To start us off, Shore wants me to tell her what it is I like about smoking, which is rather an extensive list. In fact, apart from having to stand outside pubs in the rain, I can't think of one thing I don't like – and in any case, I have an umbrella so I don't even mind that bit too much. I don't even resent the cost – which at £6.20 a packet, a minimum of one packet (20 fags) a day, and significantly more at weekends, amounts to a fair portion of my disposable income – because I genuinely believe that they make my life a little bit better.

At least I'm in good company. Last week, the results of Barack Obama's recent health check were published, revealing that the President has still not managed to kick the habit, despite vowing that he would stop after his inauguration more than a year ago. Obama's been admirably frank about his habit and, given just how much pressure he's under to quit, his must be quite an addiction.

"OK, now describe what it is that you like," Shore is saying: "How does it make your life better?" I close my eyes and cast my mind back: Ten minutes earlier and I'm huddled in a doorway, soaked to the bone, feeling the soft barrel of the cigarette between my fingers; wistfully, I recall the thick black smoke as it rolls down my throat; the smell lingering on my skin and clothes as I ascend the stairs to my appointment.

For me, smoking has always been a solitary pleasure, and the beauty is in the detail: the taste on your lips just before lighting up, that slight resistance you feel as you inhale; watching the stream of smoke curl up as it passes out through your mouth. From the first puff (Camel Lights, aged 13, in a graveyard in Edinburgh) I was hooked. Months later, while my friends were still desperately attempting to take up the habit, spluttering on dog ends in the park before school, I'd be on my fourth ciggie of the morning, inhaling deep into my lungs and relishing every last breath. By the time my dad first saw me light up, at the age of 16, he could say nothing but: "You look like you've been smoking all your life."

And so it seems that the odds for me leaving this room in an hour's time a cured woman are not entirely favourable. Even less so if you look at the facts, which tell us that giving up smoking is trickiest of all addictions to shift – bar none. According to the charity Action on Smoking and Health (ASH): "In any given month, between 5 per cent and 15 per cent of smokers attempt to quit, and the vast majority are unsuccessful." Furthermore, they say, hypnotherapy treatment is no more useful than having no treatment at all. If anything, it might have a small placebo effect. Which isn't wholly encouraging.

But anyhow, I'm here now and soon Shore is explaining that she uses a form of psychological therapy developed in the 1970s called Neuro Linguistic Programming (NLP). During the course of the session it turns out that the NLP approach shares a lot in common with the Allen Carr system. Rather than using negative language such as "giving up" – which forms associations in the mind with deprivation – the addict is encouraged to concentrate on what is being gained: not smoking doesn't equal an existence devoid of meaning and hope, it means more money, nicer smells, a better quality of life.

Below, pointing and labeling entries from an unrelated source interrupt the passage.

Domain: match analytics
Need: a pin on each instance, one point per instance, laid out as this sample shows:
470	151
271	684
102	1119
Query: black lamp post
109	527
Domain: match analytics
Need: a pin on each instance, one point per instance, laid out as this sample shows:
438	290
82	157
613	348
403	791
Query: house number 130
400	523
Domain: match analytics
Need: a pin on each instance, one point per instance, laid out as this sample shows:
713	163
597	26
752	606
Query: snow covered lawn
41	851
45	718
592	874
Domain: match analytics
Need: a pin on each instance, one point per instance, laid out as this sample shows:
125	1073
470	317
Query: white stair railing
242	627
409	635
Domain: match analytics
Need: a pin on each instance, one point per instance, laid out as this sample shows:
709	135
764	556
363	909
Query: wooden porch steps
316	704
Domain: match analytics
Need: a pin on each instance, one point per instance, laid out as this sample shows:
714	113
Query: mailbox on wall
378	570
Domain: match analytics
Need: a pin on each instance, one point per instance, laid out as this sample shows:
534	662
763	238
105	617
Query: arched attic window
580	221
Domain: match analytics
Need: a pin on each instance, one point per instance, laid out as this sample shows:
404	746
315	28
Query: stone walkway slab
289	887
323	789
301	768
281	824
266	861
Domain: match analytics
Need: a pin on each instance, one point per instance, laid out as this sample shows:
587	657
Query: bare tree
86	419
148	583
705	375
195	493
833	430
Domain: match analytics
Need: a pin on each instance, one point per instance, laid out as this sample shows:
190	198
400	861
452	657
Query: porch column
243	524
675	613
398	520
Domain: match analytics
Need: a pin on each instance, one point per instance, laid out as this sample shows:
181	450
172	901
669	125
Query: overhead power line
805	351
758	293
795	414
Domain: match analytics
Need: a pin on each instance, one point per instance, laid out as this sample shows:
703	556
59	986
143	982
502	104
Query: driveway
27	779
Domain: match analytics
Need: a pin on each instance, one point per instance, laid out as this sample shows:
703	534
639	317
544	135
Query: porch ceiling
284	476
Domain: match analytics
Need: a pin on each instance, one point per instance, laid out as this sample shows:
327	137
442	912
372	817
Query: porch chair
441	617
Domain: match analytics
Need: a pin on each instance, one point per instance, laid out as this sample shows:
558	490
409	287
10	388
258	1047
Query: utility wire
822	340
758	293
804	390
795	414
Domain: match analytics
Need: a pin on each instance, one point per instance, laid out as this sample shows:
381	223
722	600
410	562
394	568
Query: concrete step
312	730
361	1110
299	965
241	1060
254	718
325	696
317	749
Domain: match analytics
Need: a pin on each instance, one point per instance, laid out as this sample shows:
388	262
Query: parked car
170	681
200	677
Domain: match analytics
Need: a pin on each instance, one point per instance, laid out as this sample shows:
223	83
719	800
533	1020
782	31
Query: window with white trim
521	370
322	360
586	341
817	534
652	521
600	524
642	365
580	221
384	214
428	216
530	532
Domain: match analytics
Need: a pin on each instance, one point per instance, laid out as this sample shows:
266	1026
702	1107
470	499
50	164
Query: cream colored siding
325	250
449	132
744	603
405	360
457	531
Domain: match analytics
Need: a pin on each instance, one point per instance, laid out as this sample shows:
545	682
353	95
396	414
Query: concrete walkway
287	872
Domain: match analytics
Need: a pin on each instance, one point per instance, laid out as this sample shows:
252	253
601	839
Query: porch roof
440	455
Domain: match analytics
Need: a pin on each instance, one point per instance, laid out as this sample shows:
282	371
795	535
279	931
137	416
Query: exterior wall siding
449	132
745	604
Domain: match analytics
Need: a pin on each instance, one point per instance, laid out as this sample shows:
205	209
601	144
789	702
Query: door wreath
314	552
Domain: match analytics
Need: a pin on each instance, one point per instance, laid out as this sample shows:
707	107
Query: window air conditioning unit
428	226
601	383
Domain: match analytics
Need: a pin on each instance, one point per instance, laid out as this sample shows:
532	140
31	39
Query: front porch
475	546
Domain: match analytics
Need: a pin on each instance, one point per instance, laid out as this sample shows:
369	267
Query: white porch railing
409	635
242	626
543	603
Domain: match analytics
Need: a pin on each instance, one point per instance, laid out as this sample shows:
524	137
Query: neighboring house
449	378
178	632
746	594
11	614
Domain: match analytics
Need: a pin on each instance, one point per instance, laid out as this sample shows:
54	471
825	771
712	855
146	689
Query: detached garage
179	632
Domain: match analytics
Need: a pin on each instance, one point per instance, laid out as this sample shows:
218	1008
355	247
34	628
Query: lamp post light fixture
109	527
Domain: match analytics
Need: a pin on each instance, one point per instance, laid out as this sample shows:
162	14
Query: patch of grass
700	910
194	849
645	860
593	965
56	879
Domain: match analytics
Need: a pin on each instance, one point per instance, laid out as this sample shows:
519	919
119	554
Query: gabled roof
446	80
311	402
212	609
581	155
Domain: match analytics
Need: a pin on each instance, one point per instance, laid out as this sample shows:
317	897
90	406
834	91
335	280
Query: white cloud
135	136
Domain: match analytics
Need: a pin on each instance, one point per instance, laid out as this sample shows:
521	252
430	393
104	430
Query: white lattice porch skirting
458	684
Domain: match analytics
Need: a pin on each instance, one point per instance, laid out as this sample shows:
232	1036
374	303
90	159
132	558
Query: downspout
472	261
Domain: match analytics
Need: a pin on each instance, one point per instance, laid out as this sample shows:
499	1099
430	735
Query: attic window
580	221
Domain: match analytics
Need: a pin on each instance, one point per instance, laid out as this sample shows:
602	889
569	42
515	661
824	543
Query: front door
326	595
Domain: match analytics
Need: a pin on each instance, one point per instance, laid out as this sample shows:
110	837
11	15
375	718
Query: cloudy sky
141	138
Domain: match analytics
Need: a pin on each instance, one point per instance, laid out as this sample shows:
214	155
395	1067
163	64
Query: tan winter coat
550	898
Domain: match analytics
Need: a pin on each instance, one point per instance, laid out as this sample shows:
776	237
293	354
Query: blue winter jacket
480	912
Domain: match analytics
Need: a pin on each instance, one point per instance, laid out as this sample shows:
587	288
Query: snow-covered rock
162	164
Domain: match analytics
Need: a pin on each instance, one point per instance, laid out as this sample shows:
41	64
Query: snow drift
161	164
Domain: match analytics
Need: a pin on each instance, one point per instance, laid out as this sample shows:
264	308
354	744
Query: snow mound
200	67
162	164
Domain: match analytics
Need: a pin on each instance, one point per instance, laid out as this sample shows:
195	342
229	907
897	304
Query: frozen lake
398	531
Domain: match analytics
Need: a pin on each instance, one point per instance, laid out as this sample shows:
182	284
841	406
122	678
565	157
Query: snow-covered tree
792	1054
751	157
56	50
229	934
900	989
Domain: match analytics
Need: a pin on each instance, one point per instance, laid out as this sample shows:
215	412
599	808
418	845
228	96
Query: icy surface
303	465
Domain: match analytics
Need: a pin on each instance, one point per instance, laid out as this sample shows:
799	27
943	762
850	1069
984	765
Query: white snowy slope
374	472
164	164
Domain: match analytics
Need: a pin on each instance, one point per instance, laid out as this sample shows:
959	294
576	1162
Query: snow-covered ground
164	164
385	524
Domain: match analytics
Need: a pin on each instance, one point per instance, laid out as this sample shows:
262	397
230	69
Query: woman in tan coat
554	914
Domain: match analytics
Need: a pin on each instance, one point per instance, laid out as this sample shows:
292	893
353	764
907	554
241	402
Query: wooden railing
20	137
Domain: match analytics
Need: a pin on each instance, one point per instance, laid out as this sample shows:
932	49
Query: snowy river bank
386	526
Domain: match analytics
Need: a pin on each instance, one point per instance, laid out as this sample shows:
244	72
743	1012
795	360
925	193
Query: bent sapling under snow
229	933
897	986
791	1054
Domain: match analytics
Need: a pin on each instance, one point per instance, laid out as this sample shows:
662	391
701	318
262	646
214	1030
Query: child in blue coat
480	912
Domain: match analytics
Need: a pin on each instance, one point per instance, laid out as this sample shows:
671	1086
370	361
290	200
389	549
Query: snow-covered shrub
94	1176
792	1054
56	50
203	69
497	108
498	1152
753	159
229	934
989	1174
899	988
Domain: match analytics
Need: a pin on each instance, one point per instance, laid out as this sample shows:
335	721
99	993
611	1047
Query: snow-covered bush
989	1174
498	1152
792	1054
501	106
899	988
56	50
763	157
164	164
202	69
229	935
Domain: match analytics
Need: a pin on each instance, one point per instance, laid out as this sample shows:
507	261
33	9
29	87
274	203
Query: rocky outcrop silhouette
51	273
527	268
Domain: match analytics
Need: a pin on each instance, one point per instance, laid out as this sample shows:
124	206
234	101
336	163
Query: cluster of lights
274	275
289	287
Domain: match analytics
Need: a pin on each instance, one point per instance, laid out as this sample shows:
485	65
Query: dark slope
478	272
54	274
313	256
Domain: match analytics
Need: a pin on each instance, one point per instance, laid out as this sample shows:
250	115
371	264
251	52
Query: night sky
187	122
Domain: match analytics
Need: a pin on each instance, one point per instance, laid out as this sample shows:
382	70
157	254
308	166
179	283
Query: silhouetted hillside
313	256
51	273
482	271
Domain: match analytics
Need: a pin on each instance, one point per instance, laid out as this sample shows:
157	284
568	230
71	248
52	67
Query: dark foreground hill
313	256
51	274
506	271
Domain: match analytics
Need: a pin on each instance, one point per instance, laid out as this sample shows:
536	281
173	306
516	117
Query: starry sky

It is, essentially, someone telling you in a calm, undulating voice stuff you already know deep down, and somehow making their message heard above the deafening la-la-la noise which generally plays in your head when someone is telling you something you don't want to hear. To this effect, the hypnotherapist appeals to the subconscious mind. "The subconscious only wants to support you, to help you do what's best," Shore explains. It is the other part, the conscious mind, which is the naughty, destructive voice, which tells us it's a good idea to do bad things to ourselves.

Like most hypnotherapists, Shore claims a 90 per cent success rate in her patients. But successfully giving up, she says, relies on a patient first genuinely wanting to change their behaviour; it can't force you to want to stop. Rather, "it's about providing you with the tools to quit, and stay smoke-free". I am dubious, but have been pushed to come here by my friend Sarah who gave up smoking with hypnotherapy 22 months ago, and is so convinced it can hep me too that she has promised to give me £50 if it doesn't. Which is a good an incentive as any.

Almost as inspiring as the fact that late last year I watched my dad – a dedicated smoker from the age of nine to 64 – die of lung cancer. Although this didn't strike me as a good enough reason to quit at the time. In fact I spent most of my father's wake in a nearby alleyway Hoovering Malboro Reds behind the bins, which might give some indication as to the level of my commitment to nicotine. But two months later, call it an epiphany or just common sense kicking in as the shock starts to wear off, I decided to quit for good. And have struggled to do so ever since.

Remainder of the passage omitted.